1: 0: [1, 2, 3, 4, 5]

2: 1: [6, 7]

3: 2: [8]

4: 3: [9, 10]

5: 4: [11]

6: 5: [12]

7: 6: [13]

8: 7: [14, 15, 16]

9: 8: [17]



### Depth First Search (DFS)

Depth first search is similar to Breadth First Search in the general pattern of the algorithm. However, DFS uses a stack data structure instead of a queue data structure meaning it will go farther down specific branches than shallowly traversing each different branch.

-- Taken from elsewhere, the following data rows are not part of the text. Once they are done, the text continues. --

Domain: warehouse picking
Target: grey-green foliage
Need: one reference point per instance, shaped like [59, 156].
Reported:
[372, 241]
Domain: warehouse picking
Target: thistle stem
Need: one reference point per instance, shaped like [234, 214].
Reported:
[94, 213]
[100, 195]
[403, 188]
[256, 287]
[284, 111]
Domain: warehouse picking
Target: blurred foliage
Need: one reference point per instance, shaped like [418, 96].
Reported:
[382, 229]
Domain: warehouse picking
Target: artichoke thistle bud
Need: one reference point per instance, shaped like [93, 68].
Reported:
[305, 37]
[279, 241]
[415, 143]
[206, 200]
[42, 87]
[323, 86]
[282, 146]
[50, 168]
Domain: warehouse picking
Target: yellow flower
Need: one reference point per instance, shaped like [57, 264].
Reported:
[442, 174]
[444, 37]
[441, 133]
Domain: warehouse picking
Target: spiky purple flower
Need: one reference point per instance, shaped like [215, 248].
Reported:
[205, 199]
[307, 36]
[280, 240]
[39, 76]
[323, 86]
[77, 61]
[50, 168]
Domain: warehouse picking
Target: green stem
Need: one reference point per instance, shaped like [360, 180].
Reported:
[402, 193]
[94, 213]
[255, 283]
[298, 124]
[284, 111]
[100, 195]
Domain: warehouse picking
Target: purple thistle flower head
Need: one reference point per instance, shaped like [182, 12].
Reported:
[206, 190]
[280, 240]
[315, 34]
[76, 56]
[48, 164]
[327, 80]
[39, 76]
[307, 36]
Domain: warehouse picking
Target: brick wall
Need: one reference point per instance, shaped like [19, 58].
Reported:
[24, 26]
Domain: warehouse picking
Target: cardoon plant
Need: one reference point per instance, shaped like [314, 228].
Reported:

The frontier will pop the last node instead of the first here.

In [None]:
N1 = 0
N2 = 17

def bfs_search(n1, n2):

    explored = list()

    frontier = list()
    frontier.append(n1)

    while True:

        if len(frontier) == 0:
            return None
        
        next_node = tree.get_node(frontier.pop(-1)) # Getting the last in the frontier

        explored.append(next_node)

        for node in next_node.children:
            frontier.append(node)
            if node == n2:
                return explored   

path = bfs_search(N1, N2)

if path:
    for i in range(len(path)):
        print(f"{i + 1}: {path[i]}") # Paths should go down one branch at a time as far as they can
else:
    print(f"No path from {N1} to {N2}.")

1: 0: [1, 2, 3, 4, 5]

2: 5: [12]

3: 12: []

4: 4: [11]

5: 11: []

6: 3: [9, 10]

7: 10: []

8: 9: []

9: 2: [8]

10: 8: [17]



## Project Hints

You may want to look at libraries like requests, BeautifulSoup, and other HTML web scrapers to get data.

Consider using a metric like word similarility (which we may touch on later) using libraries like word2vec and cosine similarity.